Do you find that eating Keto friendly processed snacks make you gain weight?


#1

Hi folks,

I’ve been experimenting with some ‘keto friendly’ snacks and was wondering if others on this forum have a similar experience.

I noticed that when eating keto cupcakes from a local keto bakery (5 net carbs) where they use almond flour and sweeten with monk fruit, that I tend to jump 4-5 lbs. This goes away after 2-3 days but does come as a shock when it first comes on.

I notice it too when I try other packaged snacks such as Love Good Fats or
ChocoXO Keto Snaps.

The ingredients seem good but I notice that my weight jumps up temporarily. I would have thought since it’s not real sugar that I shouldn’t be retaining water… assuming that’s where the weight is coming from.

Has anyone else experienced this?


(Tim Cee) #2

I haven’t noticed it and I don’t do keto sweets almost ever. However, it is known that taste alone can signal a bump in insulin which could cause you to retain salt. Some people are more sensitive in this way to one fake sugar differently than the other. I say replace birthday cake with birthday steak and you’ll be sorted.


(Gregory - You can teach an old dog new tricks.) #3

Possibly something to do with water retention…

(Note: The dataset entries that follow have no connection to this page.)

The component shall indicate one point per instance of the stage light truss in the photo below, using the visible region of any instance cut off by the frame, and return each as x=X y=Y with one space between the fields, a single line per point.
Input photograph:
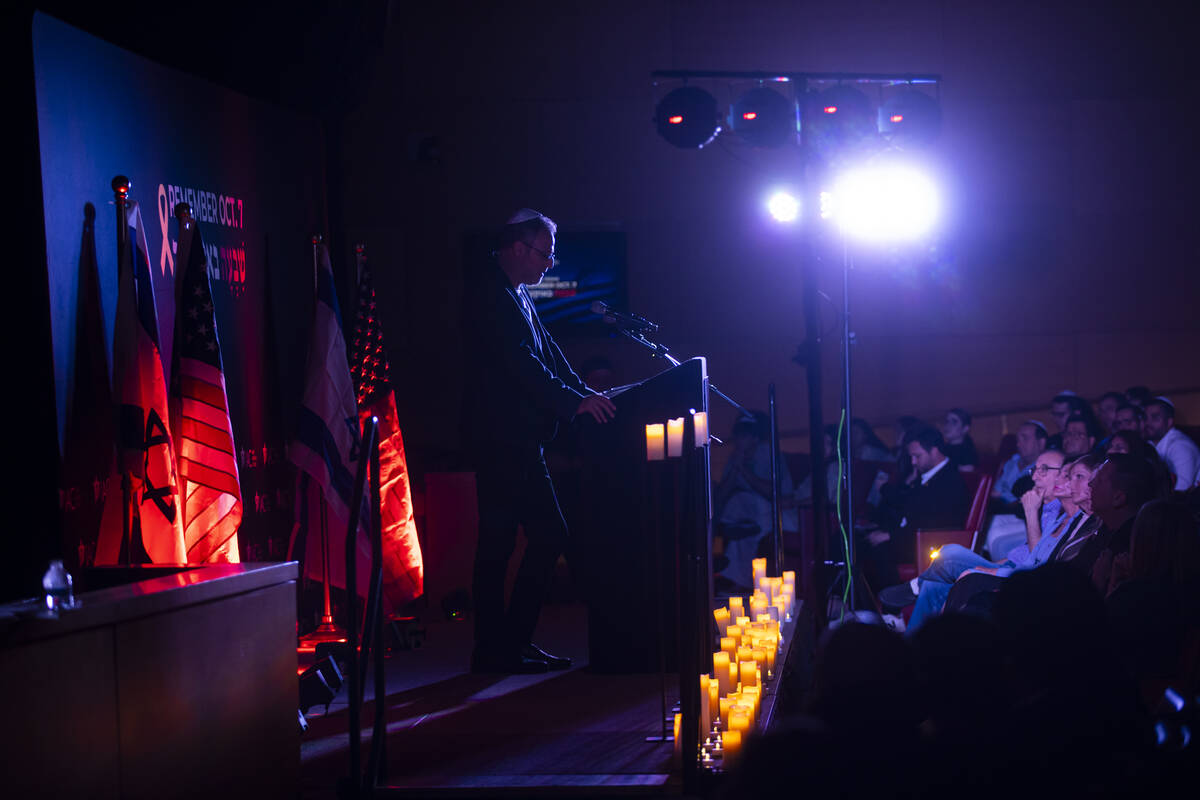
x=833 y=115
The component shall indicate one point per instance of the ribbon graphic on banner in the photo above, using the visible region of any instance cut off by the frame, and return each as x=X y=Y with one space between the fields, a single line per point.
x=165 y=257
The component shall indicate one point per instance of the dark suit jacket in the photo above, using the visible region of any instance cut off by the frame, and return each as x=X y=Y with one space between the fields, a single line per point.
x=942 y=503
x=519 y=383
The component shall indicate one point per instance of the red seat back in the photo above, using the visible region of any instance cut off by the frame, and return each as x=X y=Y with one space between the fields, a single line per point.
x=983 y=482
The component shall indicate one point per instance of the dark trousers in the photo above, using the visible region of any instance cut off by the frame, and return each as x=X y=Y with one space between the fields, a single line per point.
x=513 y=488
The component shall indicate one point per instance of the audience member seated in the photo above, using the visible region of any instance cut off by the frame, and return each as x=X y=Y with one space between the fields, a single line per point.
x=1006 y=528
x=975 y=591
x=742 y=501
x=1129 y=417
x=1177 y=450
x=904 y=427
x=1031 y=443
x=935 y=497
x=959 y=444
x=1053 y=510
x=1120 y=487
x=1062 y=407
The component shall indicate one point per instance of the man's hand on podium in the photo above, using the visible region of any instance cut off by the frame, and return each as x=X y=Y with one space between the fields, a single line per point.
x=599 y=407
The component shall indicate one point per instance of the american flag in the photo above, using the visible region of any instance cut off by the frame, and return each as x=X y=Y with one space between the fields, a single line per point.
x=208 y=461
x=144 y=443
x=403 y=569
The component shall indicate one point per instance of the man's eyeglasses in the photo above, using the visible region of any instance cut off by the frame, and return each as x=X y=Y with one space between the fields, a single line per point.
x=549 y=257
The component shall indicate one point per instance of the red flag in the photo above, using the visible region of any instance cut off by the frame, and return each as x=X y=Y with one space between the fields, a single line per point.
x=403 y=569
x=199 y=413
x=147 y=456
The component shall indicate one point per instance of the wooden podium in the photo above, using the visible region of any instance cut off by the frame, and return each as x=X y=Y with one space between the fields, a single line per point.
x=183 y=684
x=645 y=529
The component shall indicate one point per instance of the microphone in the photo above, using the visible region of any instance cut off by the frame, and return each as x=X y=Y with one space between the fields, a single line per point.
x=623 y=319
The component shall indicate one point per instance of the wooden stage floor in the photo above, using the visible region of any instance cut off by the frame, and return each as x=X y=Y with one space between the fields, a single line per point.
x=453 y=733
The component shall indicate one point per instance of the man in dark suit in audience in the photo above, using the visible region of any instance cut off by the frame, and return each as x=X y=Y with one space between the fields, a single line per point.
x=934 y=497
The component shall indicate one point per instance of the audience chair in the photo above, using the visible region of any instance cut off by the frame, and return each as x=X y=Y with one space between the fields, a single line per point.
x=933 y=540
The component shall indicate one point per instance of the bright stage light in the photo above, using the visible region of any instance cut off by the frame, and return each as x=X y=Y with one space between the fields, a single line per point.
x=883 y=203
x=784 y=206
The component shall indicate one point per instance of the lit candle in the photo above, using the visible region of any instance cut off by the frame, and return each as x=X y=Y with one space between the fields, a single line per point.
x=721 y=669
x=749 y=673
x=739 y=720
x=675 y=437
x=753 y=697
x=733 y=632
x=731 y=743
x=723 y=707
x=700 y=422
x=714 y=698
x=654 y=445
x=723 y=619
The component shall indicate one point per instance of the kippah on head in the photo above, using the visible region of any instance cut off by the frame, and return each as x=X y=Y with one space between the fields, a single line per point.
x=522 y=215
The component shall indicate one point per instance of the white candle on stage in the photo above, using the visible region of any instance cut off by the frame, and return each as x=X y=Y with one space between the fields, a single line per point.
x=700 y=422
x=675 y=437
x=654 y=449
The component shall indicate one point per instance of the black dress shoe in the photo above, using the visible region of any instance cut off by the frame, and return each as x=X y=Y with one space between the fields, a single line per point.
x=533 y=651
x=515 y=665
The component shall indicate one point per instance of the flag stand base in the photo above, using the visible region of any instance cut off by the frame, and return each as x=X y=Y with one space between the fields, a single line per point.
x=328 y=631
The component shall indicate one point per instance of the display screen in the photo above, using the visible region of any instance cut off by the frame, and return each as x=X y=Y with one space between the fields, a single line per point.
x=591 y=268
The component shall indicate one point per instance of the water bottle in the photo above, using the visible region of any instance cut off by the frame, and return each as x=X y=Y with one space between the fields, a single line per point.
x=59 y=588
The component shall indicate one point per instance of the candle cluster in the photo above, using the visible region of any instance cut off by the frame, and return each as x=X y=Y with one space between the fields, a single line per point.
x=666 y=440
x=749 y=642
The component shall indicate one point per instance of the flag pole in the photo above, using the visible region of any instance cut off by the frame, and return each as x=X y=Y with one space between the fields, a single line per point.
x=328 y=630
x=121 y=186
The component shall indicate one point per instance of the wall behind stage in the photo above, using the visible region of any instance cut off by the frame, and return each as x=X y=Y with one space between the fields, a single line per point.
x=1066 y=262
x=253 y=178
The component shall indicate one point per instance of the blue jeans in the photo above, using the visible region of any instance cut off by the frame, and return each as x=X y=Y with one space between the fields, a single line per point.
x=936 y=582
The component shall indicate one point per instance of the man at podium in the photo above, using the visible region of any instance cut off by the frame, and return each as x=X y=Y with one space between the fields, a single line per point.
x=519 y=388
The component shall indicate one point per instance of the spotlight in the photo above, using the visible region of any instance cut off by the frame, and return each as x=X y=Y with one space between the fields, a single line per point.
x=688 y=118
x=883 y=203
x=784 y=206
x=765 y=119
x=910 y=119
x=837 y=118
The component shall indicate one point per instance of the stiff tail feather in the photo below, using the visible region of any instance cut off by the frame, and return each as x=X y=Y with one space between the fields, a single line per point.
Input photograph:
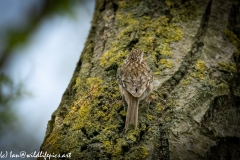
x=132 y=111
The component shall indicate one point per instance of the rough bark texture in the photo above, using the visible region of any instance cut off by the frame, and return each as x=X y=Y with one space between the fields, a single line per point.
x=193 y=50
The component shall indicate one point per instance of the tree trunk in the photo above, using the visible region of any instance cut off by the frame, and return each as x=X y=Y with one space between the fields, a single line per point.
x=192 y=48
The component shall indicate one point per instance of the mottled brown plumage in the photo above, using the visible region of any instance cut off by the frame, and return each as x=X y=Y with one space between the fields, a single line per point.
x=135 y=83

You don’t eat 4-5 lbs of these snacks do you?


(Allie) #4

image

Why do you think it’s not real sugar?


#5

I don’t remember even writing this post. Then I took a look at the date and it was almost 2 years ago :slight_smile:

Back then I thought if something was labelled ‘keto’ then it must be. Marketers wouldn’t lie to us would they? Spoiler: Yeah, they do! :slight_smile:

I also didn’t know the various names that food companies hide sugar as. In this example it was organic cane sugar. Sounded “healthy” at the time.


(Robin) #6

This is hilarious. Like a visit from yourself in the past. Look how much wiser you are today!


#7

Oh yes I had a period when I only ate brown cane sugar and honey as sugar (and whatever in processed stuff was, of course)… No regrets, I liked the taste (I don’t remember the cane sugar but good honey is super tasty) :wink: But I think very very differently from that now (and my body acts differently too).


(Joey) #8

I always marvel at how little I knew just a short time ago. Humbling.

(FWIW, cow manure is 100% organic. So is a coronavirus, for that matter.)


#9

Organic and natural means nothing health wise, of course. I never understood why people think so and even the so called pros can use that as an argument… Crazy.
We have very natural and organic deathcaps in the nearby forest sometimes (they are beautiful :slight_smile: I have a few favs among the deadly mushrooms in my country).


#10

Amen. Lots learned here in the past couple of years. Anthrax and asbestos are also natural :slight_smile:

Here’s another recent lesson. My wife picked up this turkey thinking there were no carbs, when I noticed that potato starch and cane sugar were on the list of ingredients. The nutritional information is representing it as 0g of carb and sugar:


If it wasn’t for these forums I wouldn’t have known that food manufacturers can round down their grams.


#11

Reading the ingredients list sounds a good idea anyway (not buying stuff with an ingredient list sounds even better but I have such items myself). We don’t have this rounding problem here but just knowing the carb content isn’t informative enough.
(Sometimes I simply can’t tell the net carb content as it’s not on the label, I don’t like that but as I almost never eat such stuff, it doesn’t matter much.)